Tomisa Langa 24 -151 - "
Kimvuka na Lutondo Kenge Centre 24 17 70.8% 4.52
Kimvuka na Lutondo Makiala 24 9152 75%153 "
Kimvuka na Lutondo Kongomitela 23 6 26.1% "

Overall, approximately 54% of focus group participants reported listening to the DMI partner station that was broadcasting in their area.154 Of the people who reported listening to the station that broadcasts DMI’s messages, all of them reported hearing spots tagged with a laughing baby (the identifier DMI attaches to its spots).155 The research report states that in all three broadcast zones, almost all participants who reported listening to the partner station also reported listening to subject matter associated with child and maternal health, such as messages on bednet use and the treatment of fever, diarrhea, and cough.156 We do not know the details of how people were asked about whether they had heard DMI’s messages, though we have seen the question guide used by the qualitative researcher.157 We have not seen granular data on interviewee’s responses.
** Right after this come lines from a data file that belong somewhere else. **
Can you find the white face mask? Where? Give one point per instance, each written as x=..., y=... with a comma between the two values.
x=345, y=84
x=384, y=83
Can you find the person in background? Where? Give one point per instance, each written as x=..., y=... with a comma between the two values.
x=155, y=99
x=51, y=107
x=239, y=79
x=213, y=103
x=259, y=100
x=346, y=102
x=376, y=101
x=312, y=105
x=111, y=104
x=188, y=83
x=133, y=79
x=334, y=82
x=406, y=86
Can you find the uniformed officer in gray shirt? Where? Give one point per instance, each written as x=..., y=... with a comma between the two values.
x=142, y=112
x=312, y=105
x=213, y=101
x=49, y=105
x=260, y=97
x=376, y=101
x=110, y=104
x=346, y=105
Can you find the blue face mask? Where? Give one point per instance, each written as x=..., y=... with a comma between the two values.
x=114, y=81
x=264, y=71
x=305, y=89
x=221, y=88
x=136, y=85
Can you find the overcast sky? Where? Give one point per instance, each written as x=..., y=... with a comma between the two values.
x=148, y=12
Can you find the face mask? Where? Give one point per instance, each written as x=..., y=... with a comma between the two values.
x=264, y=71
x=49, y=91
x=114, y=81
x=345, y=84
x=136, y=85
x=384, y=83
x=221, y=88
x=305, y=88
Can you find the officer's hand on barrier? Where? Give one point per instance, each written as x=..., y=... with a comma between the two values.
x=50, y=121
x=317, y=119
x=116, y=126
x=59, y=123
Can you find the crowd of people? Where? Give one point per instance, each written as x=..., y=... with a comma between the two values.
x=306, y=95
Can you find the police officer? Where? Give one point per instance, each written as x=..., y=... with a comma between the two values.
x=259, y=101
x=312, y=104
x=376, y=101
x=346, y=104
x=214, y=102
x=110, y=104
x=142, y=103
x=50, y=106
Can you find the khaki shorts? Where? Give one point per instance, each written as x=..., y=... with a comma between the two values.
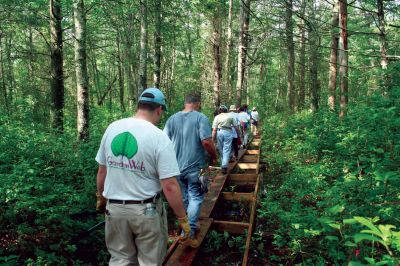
x=134, y=237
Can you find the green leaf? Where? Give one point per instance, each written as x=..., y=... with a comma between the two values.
x=367, y=223
x=332, y=238
x=360, y=237
x=336, y=209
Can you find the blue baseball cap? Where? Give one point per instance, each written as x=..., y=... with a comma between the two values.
x=153, y=95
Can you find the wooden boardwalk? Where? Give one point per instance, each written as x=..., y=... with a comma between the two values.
x=243, y=172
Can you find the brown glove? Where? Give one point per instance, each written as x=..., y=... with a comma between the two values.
x=184, y=224
x=101, y=203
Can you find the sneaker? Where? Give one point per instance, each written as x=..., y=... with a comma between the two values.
x=192, y=242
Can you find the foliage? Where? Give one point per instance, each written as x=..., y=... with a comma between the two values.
x=332, y=189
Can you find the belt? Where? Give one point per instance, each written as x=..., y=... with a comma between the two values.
x=151, y=200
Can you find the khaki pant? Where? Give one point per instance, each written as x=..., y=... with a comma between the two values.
x=136, y=238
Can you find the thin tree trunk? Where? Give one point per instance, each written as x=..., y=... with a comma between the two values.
x=81, y=71
x=343, y=57
x=242, y=48
x=290, y=49
x=314, y=44
x=143, y=47
x=382, y=34
x=3, y=83
x=157, y=44
x=302, y=59
x=120, y=73
x=217, y=57
x=57, y=76
x=229, y=44
x=333, y=58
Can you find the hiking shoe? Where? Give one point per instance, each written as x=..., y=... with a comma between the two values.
x=192, y=242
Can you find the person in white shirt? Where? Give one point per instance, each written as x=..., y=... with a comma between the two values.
x=254, y=121
x=136, y=161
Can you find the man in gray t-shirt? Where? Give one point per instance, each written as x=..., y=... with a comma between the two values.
x=190, y=133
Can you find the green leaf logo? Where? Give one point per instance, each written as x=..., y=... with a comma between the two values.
x=124, y=144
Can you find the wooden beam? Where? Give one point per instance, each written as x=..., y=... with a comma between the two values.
x=251, y=224
x=184, y=255
x=252, y=152
x=251, y=178
x=230, y=227
x=247, y=166
x=238, y=196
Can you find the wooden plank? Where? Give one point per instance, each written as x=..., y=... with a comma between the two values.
x=238, y=196
x=184, y=255
x=247, y=166
x=249, y=159
x=251, y=224
x=214, y=191
x=252, y=152
x=251, y=178
x=230, y=227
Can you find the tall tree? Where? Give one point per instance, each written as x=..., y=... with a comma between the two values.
x=333, y=57
x=229, y=45
x=290, y=49
x=343, y=57
x=143, y=47
x=242, y=48
x=216, y=41
x=81, y=70
x=302, y=58
x=157, y=44
x=382, y=34
x=57, y=75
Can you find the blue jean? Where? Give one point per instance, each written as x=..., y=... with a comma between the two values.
x=192, y=197
x=224, y=143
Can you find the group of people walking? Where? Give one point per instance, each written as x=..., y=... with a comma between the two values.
x=232, y=130
x=137, y=161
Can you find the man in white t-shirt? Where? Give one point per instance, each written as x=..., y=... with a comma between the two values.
x=136, y=161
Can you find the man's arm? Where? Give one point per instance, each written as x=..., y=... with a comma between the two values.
x=101, y=177
x=208, y=145
x=173, y=195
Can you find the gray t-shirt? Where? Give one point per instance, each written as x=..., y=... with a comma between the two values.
x=186, y=131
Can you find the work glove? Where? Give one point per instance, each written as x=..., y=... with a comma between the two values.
x=184, y=224
x=203, y=179
x=101, y=203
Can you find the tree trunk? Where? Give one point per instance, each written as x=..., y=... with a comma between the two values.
x=81, y=70
x=333, y=58
x=343, y=57
x=229, y=44
x=143, y=47
x=120, y=73
x=57, y=76
x=382, y=34
x=2, y=79
x=290, y=49
x=242, y=48
x=157, y=44
x=302, y=59
x=314, y=44
x=217, y=57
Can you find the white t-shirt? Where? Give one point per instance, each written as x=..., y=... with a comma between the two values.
x=254, y=115
x=244, y=117
x=235, y=117
x=137, y=155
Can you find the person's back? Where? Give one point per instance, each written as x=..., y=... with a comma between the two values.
x=133, y=148
x=186, y=131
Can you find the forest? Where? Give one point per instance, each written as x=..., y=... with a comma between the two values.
x=323, y=74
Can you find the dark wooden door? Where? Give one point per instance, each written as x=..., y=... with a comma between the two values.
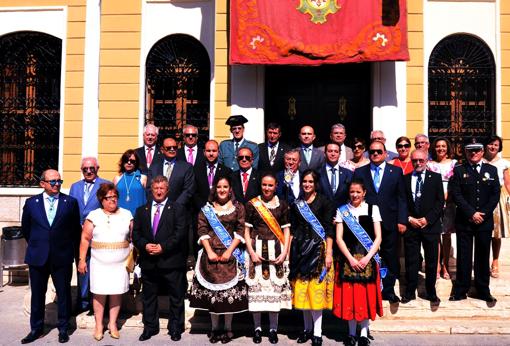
x=319, y=96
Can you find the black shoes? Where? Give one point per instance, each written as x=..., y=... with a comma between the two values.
x=32, y=336
x=304, y=337
x=257, y=336
x=273, y=337
x=146, y=335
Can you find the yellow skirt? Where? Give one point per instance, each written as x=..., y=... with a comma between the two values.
x=312, y=295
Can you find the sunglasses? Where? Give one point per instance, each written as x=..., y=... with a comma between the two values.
x=89, y=169
x=54, y=182
x=400, y=146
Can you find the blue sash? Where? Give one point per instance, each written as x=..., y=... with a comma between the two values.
x=361, y=235
x=221, y=232
x=310, y=217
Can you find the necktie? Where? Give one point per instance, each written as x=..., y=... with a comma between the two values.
x=51, y=210
x=333, y=180
x=149, y=157
x=377, y=178
x=272, y=155
x=245, y=182
x=155, y=221
x=210, y=176
x=190, y=155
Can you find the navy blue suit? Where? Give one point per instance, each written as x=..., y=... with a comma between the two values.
x=391, y=200
x=51, y=251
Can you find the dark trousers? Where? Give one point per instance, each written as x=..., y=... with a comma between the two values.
x=61, y=276
x=482, y=242
x=174, y=283
x=390, y=257
x=413, y=239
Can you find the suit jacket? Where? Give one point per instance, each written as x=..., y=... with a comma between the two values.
x=317, y=160
x=182, y=181
x=201, y=171
x=472, y=191
x=391, y=198
x=57, y=243
x=228, y=156
x=278, y=165
x=283, y=190
x=183, y=156
x=78, y=190
x=253, y=189
x=171, y=235
x=157, y=156
x=341, y=195
x=431, y=201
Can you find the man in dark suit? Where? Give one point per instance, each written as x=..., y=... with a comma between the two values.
x=475, y=190
x=425, y=202
x=84, y=191
x=159, y=233
x=334, y=180
x=181, y=180
x=191, y=152
x=245, y=181
x=311, y=158
x=51, y=226
x=289, y=183
x=271, y=152
x=386, y=188
x=149, y=152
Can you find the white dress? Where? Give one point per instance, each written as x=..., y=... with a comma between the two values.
x=108, y=274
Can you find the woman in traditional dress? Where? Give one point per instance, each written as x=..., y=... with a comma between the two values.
x=403, y=160
x=218, y=285
x=311, y=257
x=357, y=295
x=267, y=238
x=130, y=182
x=502, y=212
x=443, y=163
x=107, y=230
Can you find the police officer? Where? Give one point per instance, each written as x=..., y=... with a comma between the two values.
x=475, y=190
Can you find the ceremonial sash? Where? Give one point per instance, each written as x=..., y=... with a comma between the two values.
x=362, y=236
x=221, y=232
x=310, y=217
x=268, y=218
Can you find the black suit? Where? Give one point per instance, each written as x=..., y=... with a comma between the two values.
x=264, y=163
x=430, y=206
x=156, y=156
x=168, y=268
x=472, y=191
x=253, y=189
x=391, y=200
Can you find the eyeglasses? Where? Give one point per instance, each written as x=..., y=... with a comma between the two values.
x=54, y=182
x=244, y=157
x=406, y=145
x=91, y=169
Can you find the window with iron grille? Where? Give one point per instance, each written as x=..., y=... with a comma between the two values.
x=462, y=82
x=30, y=70
x=178, y=77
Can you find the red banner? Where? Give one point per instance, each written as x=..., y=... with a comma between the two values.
x=315, y=32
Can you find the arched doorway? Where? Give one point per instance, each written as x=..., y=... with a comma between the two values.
x=462, y=84
x=178, y=77
x=30, y=70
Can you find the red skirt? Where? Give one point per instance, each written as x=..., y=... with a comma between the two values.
x=357, y=300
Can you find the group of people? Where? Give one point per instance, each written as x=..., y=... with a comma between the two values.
x=271, y=227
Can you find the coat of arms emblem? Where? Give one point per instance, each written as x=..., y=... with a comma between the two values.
x=318, y=9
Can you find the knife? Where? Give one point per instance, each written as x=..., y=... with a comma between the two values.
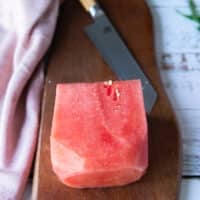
x=114, y=51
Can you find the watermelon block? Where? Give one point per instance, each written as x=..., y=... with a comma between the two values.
x=99, y=134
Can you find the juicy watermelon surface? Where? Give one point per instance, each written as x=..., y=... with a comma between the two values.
x=99, y=134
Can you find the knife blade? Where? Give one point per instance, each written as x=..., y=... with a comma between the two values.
x=115, y=53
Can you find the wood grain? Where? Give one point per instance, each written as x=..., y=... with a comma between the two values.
x=73, y=58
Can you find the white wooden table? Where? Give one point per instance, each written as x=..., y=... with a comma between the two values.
x=178, y=58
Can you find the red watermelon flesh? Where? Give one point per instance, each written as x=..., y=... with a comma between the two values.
x=99, y=134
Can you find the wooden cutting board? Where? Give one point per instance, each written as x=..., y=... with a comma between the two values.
x=73, y=58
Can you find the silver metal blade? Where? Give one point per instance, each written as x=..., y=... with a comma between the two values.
x=118, y=57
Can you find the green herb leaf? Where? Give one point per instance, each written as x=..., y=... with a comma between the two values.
x=194, y=16
x=193, y=8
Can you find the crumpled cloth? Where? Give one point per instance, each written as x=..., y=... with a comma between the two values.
x=26, y=30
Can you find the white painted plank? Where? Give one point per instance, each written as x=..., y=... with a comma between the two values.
x=173, y=32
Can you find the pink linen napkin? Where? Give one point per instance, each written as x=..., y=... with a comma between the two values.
x=26, y=30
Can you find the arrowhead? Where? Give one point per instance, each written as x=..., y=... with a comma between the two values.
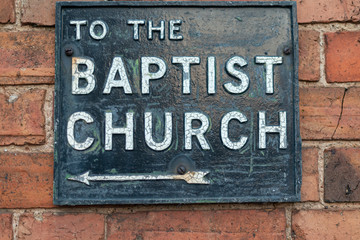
x=196, y=177
x=83, y=178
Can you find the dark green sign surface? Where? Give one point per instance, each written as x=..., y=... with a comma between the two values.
x=176, y=102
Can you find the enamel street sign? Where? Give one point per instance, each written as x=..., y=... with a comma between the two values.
x=176, y=102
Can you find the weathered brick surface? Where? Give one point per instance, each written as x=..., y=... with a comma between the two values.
x=40, y=12
x=342, y=62
x=27, y=54
x=22, y=119
x=328, y=11
x=26, y=80
x=5, y=226
x=349, y=124
x=323, y=224
x=220, y=224
x=62, y=226
x=26, y=180
x=309, y=55
x=7, y=11
x=342, y=175
x=310, y=174
x=320, y=110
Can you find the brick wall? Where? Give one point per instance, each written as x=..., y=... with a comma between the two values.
x=329, y=72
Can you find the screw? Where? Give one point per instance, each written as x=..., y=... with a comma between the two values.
x=287, y=51
x=181, y=170
x=69, y=51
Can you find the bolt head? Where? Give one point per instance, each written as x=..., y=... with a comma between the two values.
x=287, y=51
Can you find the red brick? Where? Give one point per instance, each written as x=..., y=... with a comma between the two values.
x=342, y=175
x=309, y=55
x=310, y=174
x=24, y=80
x=5, y=226
x=62, y=226
x=219, y=224
x=328, y=11
x=323, y=224
x=26, y=180
x=22, y=119
x=342, y=61
x=40, y=12
x=7, y=11
x=320, y=110
x=28, y=54
x=349, y=125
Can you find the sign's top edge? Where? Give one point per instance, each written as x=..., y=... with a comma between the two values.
x=179, y=4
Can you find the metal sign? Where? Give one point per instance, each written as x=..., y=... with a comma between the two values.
x=176, y=102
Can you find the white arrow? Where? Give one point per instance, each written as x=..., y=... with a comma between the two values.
x=194, y=177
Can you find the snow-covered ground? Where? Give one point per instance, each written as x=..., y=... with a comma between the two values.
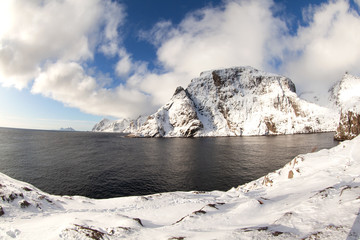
x=315, y=196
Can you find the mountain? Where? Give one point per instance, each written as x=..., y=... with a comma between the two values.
x=239, y=101
x=345, y=95
x=120, y=126
x=315, y=196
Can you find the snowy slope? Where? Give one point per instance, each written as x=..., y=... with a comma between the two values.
x=236, y=102
x=345, y=96
x=315, y=196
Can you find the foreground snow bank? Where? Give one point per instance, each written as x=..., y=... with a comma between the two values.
x=315, y=196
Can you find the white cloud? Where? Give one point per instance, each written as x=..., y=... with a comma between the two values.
x=47, y=44
x=321, y=52
x=69, y=83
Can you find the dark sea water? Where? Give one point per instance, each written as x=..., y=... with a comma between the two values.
x=103, y=165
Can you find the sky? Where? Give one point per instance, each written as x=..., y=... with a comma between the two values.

Do people understand the broadcasts?

DMI’s qualitative research adds some weak, anecdotal evidence that people in DMI’s broadcast zones understand DMI’s health messages. We have a fairly large amount of qualitative research from DMI’s Burkina Faso RCT campaign, have not yet seen any qualitative research from DMI’s 2015 national child survival campaign in Burkina Faso, and have only seen a small sample of such research from DMI’s work in the DRC.

Burkina Faso

During the child survival RCT in Burkina Faso, DMI’s qualitative research team asked participants to explain the messages they heard on the radio during feedback focus groups. We have seen summary reports from these feedback groups and a synthesis report summarizing this feedback research across all seven intervention zones.158 Because the qualitative research team did not conduct similar interviews in the control zones, it is difficult to tell how much of participants’ message recall is due to DMI’s program alone.

DMI reported that most individuals are able to recall at least one of DMI’s broadcast messages and are able to explain the recalled health messages accurately. However, some individuals make errors in recalling the messages.159 The messages that were voluntarily recalled most frequently were taking children to a health center immediately when they become sick, and messages relating to malaria, diarrhea, and prenatal care.160 We have also reviewed several regional research syntheses from 2014 on breastfeeding topics.161 These syntheses seem to provide some anecdotal evidence that listeners have understood DMI's breastfeeding messaging (see following footnote for details).162

We have not seen qualitative research on child survival topics such as the treatment of malaria, diarrhea, and pneumonia for DMI's 2015 national campaign in Burkina Faso, so we do not know if listener understanding of these topics has changed during the transition from the RCT campaign to the national campaign.

Going forward, we expect future qualitative research and time series data from DMI's planned evaluation system (see below) to provide information on listener understanding of DMI campaign topics in Burkina Faso.

Democratic Republic of the Congo

DMI's qualitative research in Bandundu province (see above for further discussion of methodology and results) provides some anecdotal evidence that listeners have understood the content of DMI's messaging. Specifically, the research reports that interviewees were able to repeat the content of DMI messages on bednets, prevention of diarrhea, treatment of malaria in children, exclusive breastfeeding, and vaccination.163

The research report also noted that traditional healthcare practices remain prevalent and sometimes take precendence over Western treatments.164

We have not reviewed granular data related to this research. Because interviews were conducted in just three of the campaign's 35 broadcast zones (in areas close to Kinshasa, which may be more developed than more remote provinces), we are unsure of how representative this evidence is.